The U.S. Department of Education’s Effective Educator Development (EED) Division recently hosted a special Powered by Teach to Lead event, called Reimagining Our Investments for Strengthening Educator Effectiveness. The event focused on strengthening educator effectiveness within PK-12 school districts and educational organizations. Held in Orlando, Florida, October 7th–9th, it included schools, districts, county school systems, universities, and state education agencies from 13 states.
A Critical Friend for a Texas Independent School District
Westat Senior Study Director, Sherelle Foust, MS, represented the Region 14 Comprehensive Center and served as a Critical Friend (thought partner) to Somerset Independent School District (ISD), a rural district in Texas.
To participate in the event, Somerset ISD submitted an application that included a title, topic, problem of practice, root cause, and draft strategies and outcomes. Over the course of 3 days, Ms. Foust used her subject matter expertise in teacher recruitment planning and strategy to facilitate sessions on logic model development and refinement with the Somerset ISD leadership team.
Somerset ISD left the event with an implementation-ready logic model focused on strategic teacher recruitment and retention, and a refined framework for their project, including strategies and specific activities, which was strengthened by the Critical Friend conversations facilitated by Ms. Foust.
(Left to Right) Sherelle Foust, Effective Instruction Lead, Region 14 Comprehensive Center; Kriesti Bunch, Chief Academic Officer, Somerset ISD; Sheila Collazo, Associate Superintendent, Somerset ISD; Rose Chapa, Senior Instructional Coordinator, Somerset ISD; Teresa Sellers, Master Teacher, Somerset ISD; Mario Goff, Senior Instructional Coordinator, Somerset ISD.
Building Trust to Uncover Root Cause
A Critical Friend conversation requires mutual trust between all parties to ensure discussions are honest, confidential, and productive. “The Somerset team and I were able to quickly connect around our passion for students, shared experiences in Texas, and high energy and belief in working hard to get to positive student outcomes,” Foust said. “The solid unity and strong work ethic of the Somerset team were evident and helped to create synergy.”
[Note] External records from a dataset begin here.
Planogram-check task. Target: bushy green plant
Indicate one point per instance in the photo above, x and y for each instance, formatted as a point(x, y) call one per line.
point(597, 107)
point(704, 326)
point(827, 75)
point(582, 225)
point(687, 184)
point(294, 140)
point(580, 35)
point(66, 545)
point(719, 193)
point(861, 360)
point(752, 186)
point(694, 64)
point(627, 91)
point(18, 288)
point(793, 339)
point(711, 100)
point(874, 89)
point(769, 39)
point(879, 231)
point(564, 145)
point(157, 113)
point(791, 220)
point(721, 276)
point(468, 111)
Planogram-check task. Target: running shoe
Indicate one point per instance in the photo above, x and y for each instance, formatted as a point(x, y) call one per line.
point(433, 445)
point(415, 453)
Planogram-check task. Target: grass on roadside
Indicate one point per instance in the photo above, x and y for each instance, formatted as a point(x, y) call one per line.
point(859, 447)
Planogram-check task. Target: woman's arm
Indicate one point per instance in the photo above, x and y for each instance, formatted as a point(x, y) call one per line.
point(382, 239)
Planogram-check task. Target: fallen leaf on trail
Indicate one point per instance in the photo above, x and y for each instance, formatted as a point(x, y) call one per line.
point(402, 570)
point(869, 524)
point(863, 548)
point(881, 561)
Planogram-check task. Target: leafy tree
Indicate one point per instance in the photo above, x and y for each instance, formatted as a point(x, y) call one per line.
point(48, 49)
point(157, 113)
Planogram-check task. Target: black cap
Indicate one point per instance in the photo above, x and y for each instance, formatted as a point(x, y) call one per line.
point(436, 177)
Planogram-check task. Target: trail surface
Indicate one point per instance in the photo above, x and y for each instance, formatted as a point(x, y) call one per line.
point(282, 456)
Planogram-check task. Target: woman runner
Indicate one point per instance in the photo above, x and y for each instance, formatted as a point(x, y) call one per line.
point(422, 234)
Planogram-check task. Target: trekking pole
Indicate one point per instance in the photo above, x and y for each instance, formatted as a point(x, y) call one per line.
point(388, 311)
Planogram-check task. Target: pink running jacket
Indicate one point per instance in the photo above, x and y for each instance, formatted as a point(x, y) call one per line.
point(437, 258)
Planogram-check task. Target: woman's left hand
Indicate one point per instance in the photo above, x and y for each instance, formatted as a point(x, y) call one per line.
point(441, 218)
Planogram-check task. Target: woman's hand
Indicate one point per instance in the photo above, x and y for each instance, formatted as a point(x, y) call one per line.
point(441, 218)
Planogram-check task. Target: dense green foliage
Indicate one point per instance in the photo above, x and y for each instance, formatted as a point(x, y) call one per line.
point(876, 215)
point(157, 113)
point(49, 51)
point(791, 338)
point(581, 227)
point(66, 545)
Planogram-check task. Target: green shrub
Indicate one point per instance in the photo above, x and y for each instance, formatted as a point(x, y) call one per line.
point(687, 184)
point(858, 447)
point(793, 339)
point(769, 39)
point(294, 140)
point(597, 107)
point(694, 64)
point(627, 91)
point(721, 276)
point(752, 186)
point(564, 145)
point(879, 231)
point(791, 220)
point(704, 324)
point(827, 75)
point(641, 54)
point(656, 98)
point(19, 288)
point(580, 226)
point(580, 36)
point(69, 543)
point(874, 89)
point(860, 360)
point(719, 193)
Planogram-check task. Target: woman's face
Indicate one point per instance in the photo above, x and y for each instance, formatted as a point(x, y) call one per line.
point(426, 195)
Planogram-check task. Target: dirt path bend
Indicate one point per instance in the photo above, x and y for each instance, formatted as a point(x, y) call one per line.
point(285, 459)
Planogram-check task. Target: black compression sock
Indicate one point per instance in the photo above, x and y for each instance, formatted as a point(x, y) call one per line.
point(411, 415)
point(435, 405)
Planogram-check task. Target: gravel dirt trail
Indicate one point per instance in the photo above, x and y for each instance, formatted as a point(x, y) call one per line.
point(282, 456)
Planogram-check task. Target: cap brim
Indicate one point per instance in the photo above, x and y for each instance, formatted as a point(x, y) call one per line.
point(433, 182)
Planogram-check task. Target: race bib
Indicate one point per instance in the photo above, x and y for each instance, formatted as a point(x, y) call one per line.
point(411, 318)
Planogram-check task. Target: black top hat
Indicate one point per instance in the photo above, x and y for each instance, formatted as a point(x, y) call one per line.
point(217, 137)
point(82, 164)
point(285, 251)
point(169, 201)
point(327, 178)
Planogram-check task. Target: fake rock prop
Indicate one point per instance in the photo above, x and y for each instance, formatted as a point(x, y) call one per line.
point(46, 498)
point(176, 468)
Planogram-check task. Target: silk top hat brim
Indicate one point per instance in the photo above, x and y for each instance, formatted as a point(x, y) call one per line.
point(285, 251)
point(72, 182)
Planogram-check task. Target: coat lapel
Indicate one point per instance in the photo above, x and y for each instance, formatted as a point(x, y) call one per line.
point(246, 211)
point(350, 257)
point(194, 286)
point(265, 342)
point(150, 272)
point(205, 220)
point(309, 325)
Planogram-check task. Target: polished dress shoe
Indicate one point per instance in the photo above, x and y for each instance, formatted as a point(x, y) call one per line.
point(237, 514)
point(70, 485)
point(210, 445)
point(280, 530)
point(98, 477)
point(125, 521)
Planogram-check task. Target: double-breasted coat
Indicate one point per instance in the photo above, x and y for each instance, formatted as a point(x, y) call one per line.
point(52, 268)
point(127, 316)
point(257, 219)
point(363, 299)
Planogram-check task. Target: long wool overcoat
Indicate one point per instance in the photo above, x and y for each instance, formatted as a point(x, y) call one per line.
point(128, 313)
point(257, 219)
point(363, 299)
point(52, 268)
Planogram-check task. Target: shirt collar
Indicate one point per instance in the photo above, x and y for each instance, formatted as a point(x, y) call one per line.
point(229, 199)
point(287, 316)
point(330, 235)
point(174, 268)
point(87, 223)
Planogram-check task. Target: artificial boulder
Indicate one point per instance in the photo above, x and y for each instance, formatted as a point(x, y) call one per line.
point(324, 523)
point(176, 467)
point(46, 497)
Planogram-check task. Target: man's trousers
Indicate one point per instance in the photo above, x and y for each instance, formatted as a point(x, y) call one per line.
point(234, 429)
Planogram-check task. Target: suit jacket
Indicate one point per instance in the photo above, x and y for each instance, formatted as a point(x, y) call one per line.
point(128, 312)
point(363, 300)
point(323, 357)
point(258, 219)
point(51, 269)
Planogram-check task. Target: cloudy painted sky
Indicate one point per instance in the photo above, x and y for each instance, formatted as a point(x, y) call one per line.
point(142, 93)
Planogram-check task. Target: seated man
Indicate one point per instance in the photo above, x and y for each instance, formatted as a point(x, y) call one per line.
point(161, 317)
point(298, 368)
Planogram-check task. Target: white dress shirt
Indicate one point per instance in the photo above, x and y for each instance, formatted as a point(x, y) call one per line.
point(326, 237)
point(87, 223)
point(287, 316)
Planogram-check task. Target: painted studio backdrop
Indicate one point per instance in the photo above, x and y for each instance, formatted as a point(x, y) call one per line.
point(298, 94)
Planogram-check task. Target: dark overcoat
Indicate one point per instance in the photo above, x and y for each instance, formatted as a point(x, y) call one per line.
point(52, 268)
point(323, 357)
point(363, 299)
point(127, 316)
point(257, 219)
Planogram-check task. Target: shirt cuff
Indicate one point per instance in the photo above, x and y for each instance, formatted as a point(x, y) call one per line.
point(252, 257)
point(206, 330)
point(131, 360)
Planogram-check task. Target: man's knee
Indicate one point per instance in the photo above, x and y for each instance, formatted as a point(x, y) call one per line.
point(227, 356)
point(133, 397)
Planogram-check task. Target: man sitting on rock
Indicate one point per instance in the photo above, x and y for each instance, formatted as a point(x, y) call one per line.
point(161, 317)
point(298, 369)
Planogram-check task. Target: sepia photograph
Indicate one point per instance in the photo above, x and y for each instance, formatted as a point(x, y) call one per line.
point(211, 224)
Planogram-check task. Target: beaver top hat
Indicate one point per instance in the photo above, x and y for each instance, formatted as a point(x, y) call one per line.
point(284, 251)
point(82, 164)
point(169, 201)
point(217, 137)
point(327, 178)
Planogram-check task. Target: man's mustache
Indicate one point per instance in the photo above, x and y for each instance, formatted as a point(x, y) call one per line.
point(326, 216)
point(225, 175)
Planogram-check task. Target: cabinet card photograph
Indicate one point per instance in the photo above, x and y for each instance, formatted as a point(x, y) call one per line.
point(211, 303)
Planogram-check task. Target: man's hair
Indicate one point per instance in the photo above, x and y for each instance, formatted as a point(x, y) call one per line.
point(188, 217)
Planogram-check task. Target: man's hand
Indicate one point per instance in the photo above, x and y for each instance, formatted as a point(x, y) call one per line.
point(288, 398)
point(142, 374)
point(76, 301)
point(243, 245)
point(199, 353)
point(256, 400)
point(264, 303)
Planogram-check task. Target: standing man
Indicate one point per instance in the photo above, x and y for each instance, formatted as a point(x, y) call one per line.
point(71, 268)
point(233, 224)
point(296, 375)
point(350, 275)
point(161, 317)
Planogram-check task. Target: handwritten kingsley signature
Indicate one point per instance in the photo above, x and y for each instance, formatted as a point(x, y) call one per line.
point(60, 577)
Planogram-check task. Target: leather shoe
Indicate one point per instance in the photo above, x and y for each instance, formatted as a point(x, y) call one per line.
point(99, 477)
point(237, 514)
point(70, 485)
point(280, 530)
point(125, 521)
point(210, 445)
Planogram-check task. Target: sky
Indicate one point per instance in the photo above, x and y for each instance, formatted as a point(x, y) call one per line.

Ms. Foust led the team through specific steps to reflect on their proposed project, such as understanding team member roles, identifying possible gaps, and evaluating if the initial problem was truly the problem that needed to be solved. Moving deeper, the next conversations investigated root causes and alignment of outcomes and strategies. Sheila Collazo, MEd, Associate Superintendent at Somerset ISD, shared the benefits of the Critical Friend framework, noting, “Throughout the process, [Ms. Foust] stayed true to the role by actively listening, reserving judgment, challenging assumptions, asking thought-provoking questions, and consistently advocating for our successes, which, in turn, fueled momentum.”
As a result of the conversations, the team discovered the initial project title and topic were not representative of the problem and root causes, which allowed for in-depth discussion about how to revise the plan to better reflect the district’s needs.
Sustainable Capacity-Building in Action
The event also provided opportunities for Somerset ISD’s team to workshop their plan through peer consultancy, gallery walks, and learning sessions. The Critical Friends provided instruction on protocols, encouraged dialogues to dig deeper into the problems of practice presented by each team, and offered professional input based on subject matter expertise.
Somerset ISD’s representatives left the event with a fully developed logic model and the ability to replicate the capacity-building process through strategic peer consultancy steps. The goal of the conference was not to provide answers for the problem of practice, but for the team to work through the process of answering strategic questions together and discovering their own answers.
The capacity-building process was key to Somerset ISD’s experience at the event and what they will take back to their district. As Ms. Collazo noted, “[Ms. Foust’s] feedback was tied to elevating the work, looking at information from varied perspectives, and moving toward organizational outcomes that would ultimately benefit students.” As a result of the event and the collaborative support from Ms. Foust, Somerset ISD is better prepared to implement their plan and to make a positive impact for educators and students in their schools and community.